En Meuse, la société ANTOINE EST basée à Verdun, spécialisée en installation de lavage intérieur de citernes routières ayant contenu tout type de produits chimiques minéral ou alimentaire, rejette de grandes quantités de PFAS dans la station d’épuration urbaine (or ces stations sont rarement équipées pour fileter les PFAS).
Enfin dans les Vosges, ce sont les sociétés PELTEX INDUSTRIE à Sainte-Marguerite, MAILLE VERTE VOSGIENNE à Saint-Nabord et LUCART SAS à Laval-sur-Vologne qui rejettent soit en milieu naturel, soit en en station d’épuration urbaine à eux trois un total de 1804 g/jour d’AOF (un indicateur qui donne une estimation de la quantité de fluor organique émise)
Quels risques pour la santé et l’environnement ?
Les PFAS sont connus pour leur extrême persistance dans l’environnement – d’où leur surnom de « polluants éternels ». Une fois relâchés dans l’eau ou les sols, ils peuvent s’accumuler dans les organismes vivants.
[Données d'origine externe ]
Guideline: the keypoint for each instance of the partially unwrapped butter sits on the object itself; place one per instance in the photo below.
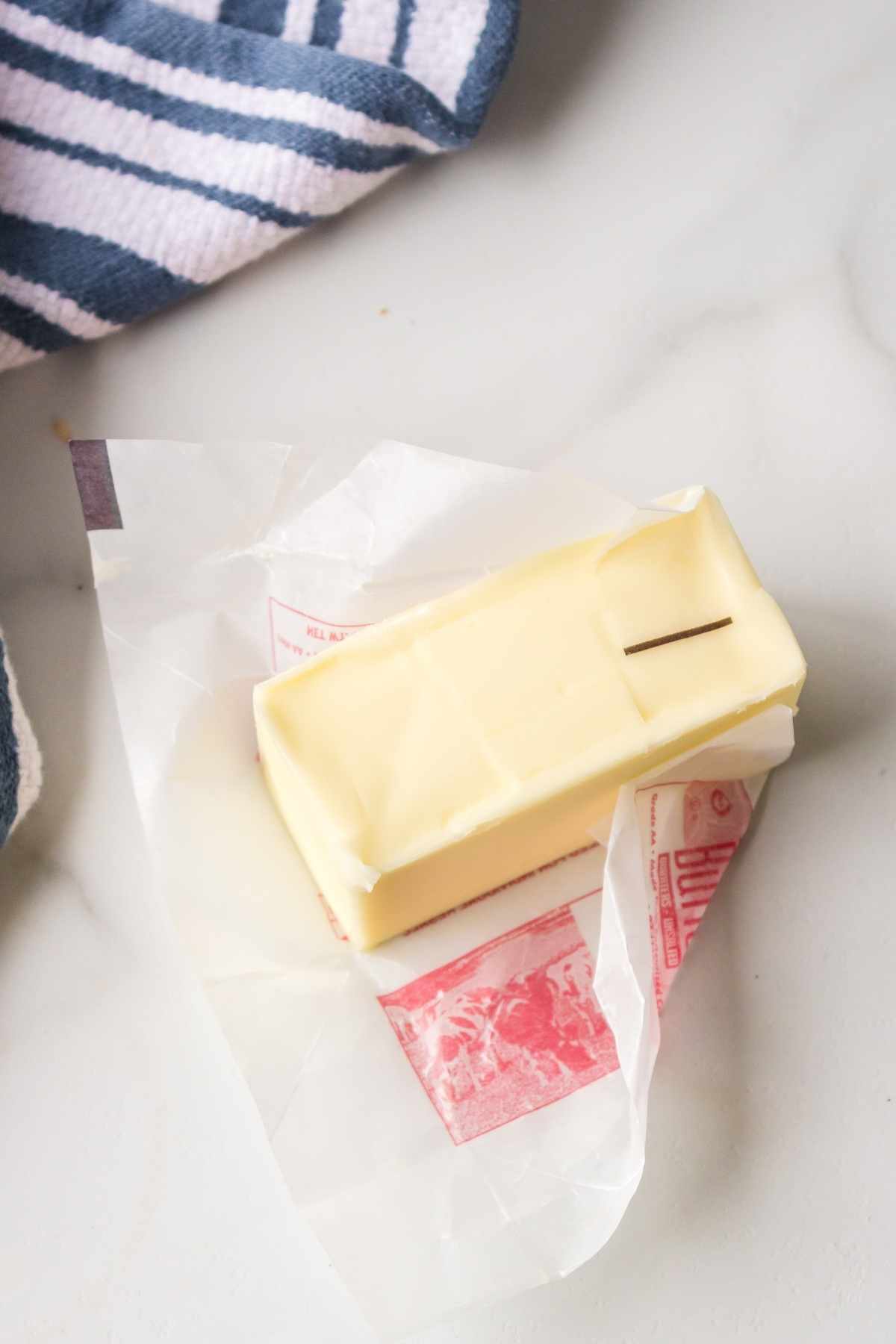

Certaines molécules de cette famille sont reprotoxiques, perturbateurs endocriniens, et cancérigènes suspectés.
Ces substances peuvent contaminer la chaîne alimentaire, notamment via l’eau, les légumes irrigués ou les animaux. Les PFAS ont été retrouvés dans le lait maternel, le sang, et même l’air intérieur.
Les rejets des industriels en station d’épuration urbaine ne protègent en rien de la contamination aux PFAS car comme indiqué plus haut, ces stations ne sont pas équipées pour les filtrer. Par conséquents, les boues de ces stations qui sont par la suite épandues sur les champs sont nécessairement contaminés.
Des réponses encore timides
Face à cette pollution, les pouvoirs publics commencent à réagir. L’ARS Grand Est a récemment renforcé les contrôles sur l’eau potable. Comme on l’a vu, des campagnes d’analyses obligatoires sont imposées aux industriels mais peu d’entre eux, même s’ils figurent parmi les plus émetteurs de PFAS, semblent faire l’objet d’inspections dédiées de la part de la DREAL.
Selon nous, des investigations supplémentaires plus poussées, incluant la recherche de TFA (un PFAS particulièrement dangereux et répandu mais dont la recherche n’est pas obligatoire) devraient pourtant dès à présent être imposées par les préfectures aux industriels les plus émetteurs.
D’après nos recherches sur le site Géorisques, seul un arrêté préfectoral publié le 19 juin 2025 impose à la société KATOEN LOGIFARE des mesures d’analyse de PFAS. Pire, suite à une inspection des rejets de la société PELTEX par les services de la DREAL et malgré des valeur AOF très élevées, il a été recommandé au préfet de … ne pas donner de suite.
Principe pollueur-payeur
Autre sujet d’interrogation annexe : la société ARKEMA (57) a obtenu en 2024 une subvention publique à hauteur de 25.000 euros afin d’effectuer des recherches de PFAS. Au regard du principe pollueur-payeur, on comprend mal pourquoi ce coût devrait être porté par la collectivité.
De plus, si la Directive Eaux Résiduaires Urbaines (DERU) du 21 décembre 2024 inclue une analyse obligatoire de certains PFAS dans les eaux des systèmes d’épuration publics, elle intègre la possibilité d’impliquer les producteurs de PFAS à la Responsabilité Elargie des Producteurs d’ici … fin 2033 voire fin 2040 !
Un enjeu de santé publique et de justice environnementale
La pollution aux PFAS révèle une réalité très préoccupante : certains industriels continuent de rejeter des substances nocives dans l’environnement. Depuis combien de temps l’Etat et les industriels connaissent-ils les conséquences de ces rejets sur la santé publique ?
Face à cela, la mobilisation citoyenne et associative est essentielle pour faire bouger les lignes.
En tant que Sentinelles de la nature, nous avons un rôle à jouer pour identifier, signaler, et dénoncer les pollutions invisibles comme celles liées aux PFAS. En Lorraine, le combat ne fait que commencer.